Studio album by Elaine Paige
- Released: 7 November 1994
- Label: Warner Music Group
- Producer: Mike Moran

Elaine Paige chronology
| Romance & the Stage (1993) | Piaf (1994) | Elaine Paige (1995) |

= Piaf (album) =

Piaf is the title of an album released by Elaine Paige in 1994.

It consists of a number of covers of songs originally recorded by Édith Piaf and was released to coincide with Paige's appearance in Pam Gems' biographical play Piaf in London.

The album was recorded at Master Rock, Olympic, Maison Rouge, Imagination and Lansdowne Studios. It was mixed at Master Rock.

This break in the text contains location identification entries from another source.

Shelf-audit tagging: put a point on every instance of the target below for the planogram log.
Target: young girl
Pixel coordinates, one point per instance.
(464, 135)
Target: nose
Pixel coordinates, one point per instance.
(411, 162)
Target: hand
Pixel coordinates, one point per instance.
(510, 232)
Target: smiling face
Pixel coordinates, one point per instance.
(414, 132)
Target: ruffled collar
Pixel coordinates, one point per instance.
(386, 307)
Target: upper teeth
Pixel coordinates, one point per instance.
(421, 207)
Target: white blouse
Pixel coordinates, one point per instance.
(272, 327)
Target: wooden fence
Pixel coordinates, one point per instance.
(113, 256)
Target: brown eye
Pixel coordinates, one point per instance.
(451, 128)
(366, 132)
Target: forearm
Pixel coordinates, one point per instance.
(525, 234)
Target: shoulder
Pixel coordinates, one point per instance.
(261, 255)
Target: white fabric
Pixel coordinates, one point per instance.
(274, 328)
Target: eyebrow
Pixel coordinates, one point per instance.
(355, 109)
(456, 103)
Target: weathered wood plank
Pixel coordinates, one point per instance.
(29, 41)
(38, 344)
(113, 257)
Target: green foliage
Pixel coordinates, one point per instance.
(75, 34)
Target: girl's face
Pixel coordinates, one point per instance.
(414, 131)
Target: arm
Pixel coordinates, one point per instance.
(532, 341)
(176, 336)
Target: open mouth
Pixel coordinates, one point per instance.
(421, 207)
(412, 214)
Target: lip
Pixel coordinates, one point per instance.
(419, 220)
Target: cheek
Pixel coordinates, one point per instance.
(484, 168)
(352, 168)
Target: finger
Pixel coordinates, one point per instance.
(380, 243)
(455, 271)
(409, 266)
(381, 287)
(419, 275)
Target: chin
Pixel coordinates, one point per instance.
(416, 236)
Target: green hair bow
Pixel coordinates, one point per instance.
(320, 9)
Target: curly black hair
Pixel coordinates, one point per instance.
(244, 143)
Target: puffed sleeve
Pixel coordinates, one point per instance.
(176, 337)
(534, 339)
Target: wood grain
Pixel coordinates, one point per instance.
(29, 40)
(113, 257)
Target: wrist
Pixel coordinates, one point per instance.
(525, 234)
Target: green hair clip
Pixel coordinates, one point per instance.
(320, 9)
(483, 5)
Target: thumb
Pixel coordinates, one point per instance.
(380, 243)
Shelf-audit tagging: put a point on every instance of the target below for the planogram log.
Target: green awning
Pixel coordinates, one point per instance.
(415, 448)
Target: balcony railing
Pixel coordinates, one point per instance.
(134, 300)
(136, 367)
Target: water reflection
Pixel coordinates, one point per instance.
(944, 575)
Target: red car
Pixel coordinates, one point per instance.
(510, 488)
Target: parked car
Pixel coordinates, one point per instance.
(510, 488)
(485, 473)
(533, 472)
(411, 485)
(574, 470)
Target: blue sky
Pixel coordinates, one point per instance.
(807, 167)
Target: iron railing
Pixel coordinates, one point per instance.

It was released by Warner Music UK on the WEA label. It peaked at #46 on the UK Albums Chart and stayed on the chart for six weeks.

== Track listing ==
1. "Hymne à l'amour (If You Love Me)" – 2:52 (Marguerite Monnot/Edith Piaf/Geoffrey Parsons)
2. "C'est à Hambourg (Harbour Girl)" – 4:00 (Charles Dumont/Edith Piaf/Pam Gems/Adrian Mitchell)
3. "La Vie en rose" – 2:40 (Louiguy/Edith Piaf)
4. "La Goualante du pauvre Jean (The Ballad of Poor Old John)" – 1:44 (Marguerite Monnot/Rene Rouzard/Adrian Mitchell)
5. "Les Trois Cloches (The Three Bells)" – 3:53 (Jean Villard/Bert Reisfeld)
6. "Mon Dieu" – 3:46 (Charles Dumont/Michel Vaucaire)
7. "Les Amants d'un Jour (Lovers for a Day)" – 3:17 (Marguerite Monnot/Jacques Delecluse/Michelle Senlis/Pam Gems/Adrian Mitchell)
8. "La Belle Histoire d'amour" – 4:18 (Charles Dumont/Edith Piaf/Adrian Mitchell)
9. "Je sais comment (All This I Know)" – 3:29 (Julien Bouquet/Robert Chauvigny/Norman Newell/Hal Shaper)
10. "Non, je ne regrette rien" – 3:42 (Charles Dumont/Edith Piaf)
11. "L'Accordeoniste (The Accordionist)" – 4:03 (E. Emer/Adrian Mitchell)

== Production credits ==

| Role | Contributor |
|---|---|
| Producer | Mike Moran |
| Arrangements | Del Newman, Mike Moran |
| Musical Director | Del Newman, Laurie Holloway, Mike Moran |
| Recording and mixing engineer | Tony Taverner |
| Assistant Engineers | James Brown, David Browne (Master Rock), Chris Bandy (Olympic), David Tyler (Maison Rouge) |
| Additional engineering | Larry Bartlett (Imagination) |
| Digital Editing | Bob Butterworth, Tony Cousins |
| Mastering Engineer | Tony Cousins (Metropolis) |

== Musicians ==

| Role | Contributor |
|---|---|
| Drums | Brett Morgan |
| Bass | Trevor Barry |
| Accordion | Jack Emblow |
| Cello | Tony Pleeth |
| Leader / Violin | Jack Rothstein |
| Piano | Laurie Holloway |
| PIano / Fender Rhodes | Mike Moran |
| Orchestral Contractor | David Katz |
| Singers | Andy Busher, Steve Butler, Phil Nicholl, Lindsay Benson |

== Other credits ==

| Role | Contributor |
|---|---|
| French Coach | Michel Vallat |
| Art Direction | Rob Dickins |
| Photography | David Scheinmann |
| Sleeve Design | Sooky |
| Stylist | Christopher Lawrence-Price |
| Make-up | Nikki Whelan |
| Personal Management | Deke Arlon for D & J Arlon Enterprises Ltd |

==Certifications and sales==

| Region | Certification | Certified units/sales |
| United Kingdom (BPI) | Silver | 60,000^{^} |
^{^} Shipments figures based on certification alone.